Monica53 · 30/09/2021 07:25

Well since our Dd went back to Uni , she’s messaged most days or FT - I’m pleased she feels she can move away from
Home town and spread her wings , breaks my heart still ….. though as she had a hard time through high school due to bullied by old friends and parents she’s done amazing snd spent GCSE years in room alone due to bullying … she’s done great …. Still
Could cry though

OP posts:
gogohm · 30/09/2021 07:35

Dropped my dd a week ago, she's a bit older and has sn so wasn't certain she would every leave home (her first degree was from a local university and I dropped her on the way to work just like college). It feels odd coming home to an empty house after work - I used to pick her up on my way home before. We do know it's time but it's making us feel old being officially child free (other 2 already are away despite being younger)

LagneyandCasey · 10/10/2021 10:42

Your words are making me cry. Dd has been gone 3 weeks and I'm past the point where I can pretend she's just gone on holiday. I miss her singing in the shower, the hustle and bustle of her coming and going, needing lifts, telling me about her day, showing me her new outfits, watching Bake off, cooking her favourite dinner, the smell of hair products wafting from her room. So many little things that I totally took for granted but now feel so precious.

We have a thriving family whatsapp group so are in contact a lot which helps (how did parents cope before that?!) but I miss her physical presence.

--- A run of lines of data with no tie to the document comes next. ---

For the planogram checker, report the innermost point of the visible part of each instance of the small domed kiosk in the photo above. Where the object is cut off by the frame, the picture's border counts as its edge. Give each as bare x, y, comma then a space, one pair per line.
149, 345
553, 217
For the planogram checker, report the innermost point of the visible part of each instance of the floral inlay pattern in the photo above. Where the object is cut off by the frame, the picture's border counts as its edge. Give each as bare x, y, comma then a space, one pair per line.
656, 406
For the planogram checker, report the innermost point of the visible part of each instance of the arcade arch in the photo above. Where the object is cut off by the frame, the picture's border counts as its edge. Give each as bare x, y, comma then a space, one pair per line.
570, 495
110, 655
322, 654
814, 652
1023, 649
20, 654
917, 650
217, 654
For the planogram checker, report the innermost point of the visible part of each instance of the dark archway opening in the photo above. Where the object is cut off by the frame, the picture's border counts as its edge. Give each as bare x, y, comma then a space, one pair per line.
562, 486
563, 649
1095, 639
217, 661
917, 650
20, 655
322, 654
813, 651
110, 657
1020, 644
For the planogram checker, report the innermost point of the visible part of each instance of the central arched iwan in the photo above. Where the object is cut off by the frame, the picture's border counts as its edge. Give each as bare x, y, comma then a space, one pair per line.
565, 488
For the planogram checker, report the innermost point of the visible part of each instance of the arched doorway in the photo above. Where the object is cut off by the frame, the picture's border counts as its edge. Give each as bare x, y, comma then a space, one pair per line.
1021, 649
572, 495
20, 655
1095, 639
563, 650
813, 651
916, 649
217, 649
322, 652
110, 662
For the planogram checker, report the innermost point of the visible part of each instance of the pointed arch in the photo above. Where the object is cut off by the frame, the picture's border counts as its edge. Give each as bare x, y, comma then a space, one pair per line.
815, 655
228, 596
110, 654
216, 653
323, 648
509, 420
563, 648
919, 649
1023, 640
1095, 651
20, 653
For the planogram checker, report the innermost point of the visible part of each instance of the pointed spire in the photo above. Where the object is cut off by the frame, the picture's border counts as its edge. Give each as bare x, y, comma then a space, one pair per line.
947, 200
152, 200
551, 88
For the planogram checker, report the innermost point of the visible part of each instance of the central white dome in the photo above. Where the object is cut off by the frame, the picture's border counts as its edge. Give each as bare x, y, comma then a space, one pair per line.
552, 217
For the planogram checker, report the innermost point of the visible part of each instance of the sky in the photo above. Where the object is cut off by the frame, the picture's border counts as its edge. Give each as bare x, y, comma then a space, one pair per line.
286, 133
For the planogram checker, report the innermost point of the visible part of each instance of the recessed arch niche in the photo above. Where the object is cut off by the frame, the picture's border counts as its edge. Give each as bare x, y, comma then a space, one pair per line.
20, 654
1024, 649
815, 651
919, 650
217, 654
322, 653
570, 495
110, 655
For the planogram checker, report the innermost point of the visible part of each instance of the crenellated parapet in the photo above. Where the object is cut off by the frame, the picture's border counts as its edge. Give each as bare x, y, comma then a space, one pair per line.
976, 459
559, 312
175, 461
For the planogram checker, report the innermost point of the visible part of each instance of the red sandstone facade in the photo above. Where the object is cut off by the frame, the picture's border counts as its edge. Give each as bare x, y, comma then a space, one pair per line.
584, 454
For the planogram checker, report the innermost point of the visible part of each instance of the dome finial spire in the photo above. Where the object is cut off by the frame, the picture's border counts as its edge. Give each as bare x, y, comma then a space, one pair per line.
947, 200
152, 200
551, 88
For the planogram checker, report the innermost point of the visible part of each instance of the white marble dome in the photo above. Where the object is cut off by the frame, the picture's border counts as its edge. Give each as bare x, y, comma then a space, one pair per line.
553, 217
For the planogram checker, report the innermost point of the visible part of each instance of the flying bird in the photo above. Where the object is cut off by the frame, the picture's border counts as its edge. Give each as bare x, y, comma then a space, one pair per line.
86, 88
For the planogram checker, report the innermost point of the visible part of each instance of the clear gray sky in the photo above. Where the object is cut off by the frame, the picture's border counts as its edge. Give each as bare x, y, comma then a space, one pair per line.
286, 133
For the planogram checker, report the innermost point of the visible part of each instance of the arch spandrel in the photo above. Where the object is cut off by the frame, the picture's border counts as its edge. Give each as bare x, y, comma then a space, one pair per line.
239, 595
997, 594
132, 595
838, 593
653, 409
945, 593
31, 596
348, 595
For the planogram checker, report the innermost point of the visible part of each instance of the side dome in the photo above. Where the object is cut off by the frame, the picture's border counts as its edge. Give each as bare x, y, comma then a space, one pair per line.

I'm hoping this is just a transition period and it will start to feel better soon Sad

RampantIvy · 10/10/2021 10:50

I felt flat when DD first went to university, then as she made new friends and started to do well I was much happier.

Her local friends have all moved on, and she doesn't have many people to pal about with at home, whereas she has a good social life and lovely, supportive friends at university.

I get upset when she rings me in tears about something, but I am used to her being away most of the time. She has just started her third year.

I just wanted to say that it does get easier, and the expression "you are only as happy as your unhappiest child" is so very true here.

MadameHomais · 10/10/2021 11:26

I had always planned on getting a dog when my youngest left for Uni a couple of years ago.
It’s really worked out well.
I’ve still got something to look after.
My Dd says she has been replaced by a dog!